= LeCompte maneuver =

Technique used in open heart surgery, primarily on infants and children

The LeCompte maneuver is a technique used in open heart surgery, primarily on infants and children. The maneuver entails cutting the main pulmonary artery and moving it anterior to the aorta before reattaching the pulmonary artery during the following reconstruction of the great vessels. It allows the surgeon to reconstruct the right ventricular outflow tract without needing to connect the proximal and distal sections with a graft. It also enables the surgeon to avoid compressing the coronary arteries and relieves compression of the bronchi in cases where the pulmonary artery is severely dilated or aneurysmal. If both pulmonary arteries are not mobilized adequately, they can become stretched, leading to pulmonic stenosis.

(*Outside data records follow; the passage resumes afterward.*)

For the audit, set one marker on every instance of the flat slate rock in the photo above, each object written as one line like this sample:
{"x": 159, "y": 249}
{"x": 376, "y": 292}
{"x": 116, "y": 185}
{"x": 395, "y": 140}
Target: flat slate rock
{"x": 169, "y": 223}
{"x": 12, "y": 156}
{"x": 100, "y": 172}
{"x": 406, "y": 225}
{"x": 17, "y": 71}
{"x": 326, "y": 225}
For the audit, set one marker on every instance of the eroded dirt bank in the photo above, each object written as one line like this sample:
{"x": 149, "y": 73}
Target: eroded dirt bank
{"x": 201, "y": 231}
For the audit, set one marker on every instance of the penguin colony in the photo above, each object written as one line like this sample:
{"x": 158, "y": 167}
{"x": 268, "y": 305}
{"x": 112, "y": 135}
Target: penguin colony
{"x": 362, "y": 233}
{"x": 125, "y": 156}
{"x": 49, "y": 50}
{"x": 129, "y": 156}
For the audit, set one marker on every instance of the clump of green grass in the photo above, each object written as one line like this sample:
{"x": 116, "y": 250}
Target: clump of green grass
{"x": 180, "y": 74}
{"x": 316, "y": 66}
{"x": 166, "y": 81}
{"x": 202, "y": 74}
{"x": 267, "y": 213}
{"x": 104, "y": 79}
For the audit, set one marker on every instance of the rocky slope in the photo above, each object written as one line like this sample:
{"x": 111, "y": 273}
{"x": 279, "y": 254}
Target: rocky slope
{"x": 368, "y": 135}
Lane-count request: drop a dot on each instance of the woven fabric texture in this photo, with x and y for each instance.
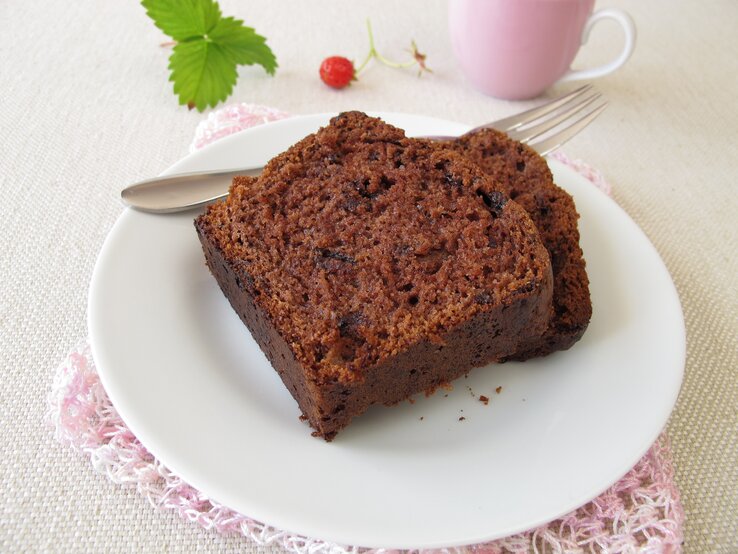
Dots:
(87, 108)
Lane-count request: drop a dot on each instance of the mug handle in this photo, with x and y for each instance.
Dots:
(626, 22)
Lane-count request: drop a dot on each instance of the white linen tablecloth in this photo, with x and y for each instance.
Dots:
(86, 107)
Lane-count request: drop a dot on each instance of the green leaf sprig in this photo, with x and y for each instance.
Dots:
(208, 49)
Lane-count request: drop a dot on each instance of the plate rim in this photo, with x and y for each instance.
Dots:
(120, 221)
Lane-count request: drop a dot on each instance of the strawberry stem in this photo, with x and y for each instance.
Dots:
(373, 53)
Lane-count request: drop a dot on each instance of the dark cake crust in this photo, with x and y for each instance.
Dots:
(525, 177)
(355, 303)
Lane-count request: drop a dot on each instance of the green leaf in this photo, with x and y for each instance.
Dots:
(202, 72)
(208, 50)
(243, 45)
(183, 19)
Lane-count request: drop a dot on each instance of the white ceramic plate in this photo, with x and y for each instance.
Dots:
(186, 376)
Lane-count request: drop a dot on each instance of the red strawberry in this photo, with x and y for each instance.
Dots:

Commonly, the maneuver is used during an arterial switch procedure (in which the pulmonary artery and aorta switch positions) or in surgery to correct absent pulmonary valve syndrome. It is also used in corrective surgeries for Tetralogy of Fallot where the pulmonary valve is anomalous, persistent truncus arteriosus with aortopulmonary window that affects the aortic arch, left-to-right shunts, anomalous right pulmonary artery, and ALCAPA (anomalous left coronary artery from the pulmonary artery). Other surgeries that regularly employ the LeCompte maneuver include the Yasui procedure, REV procedure, and Nikaidoh operation, all of which are used to reconstruct hearts with an anomalous left ventricular outflow tract.

The technique was first used in 1981 and described in 1982.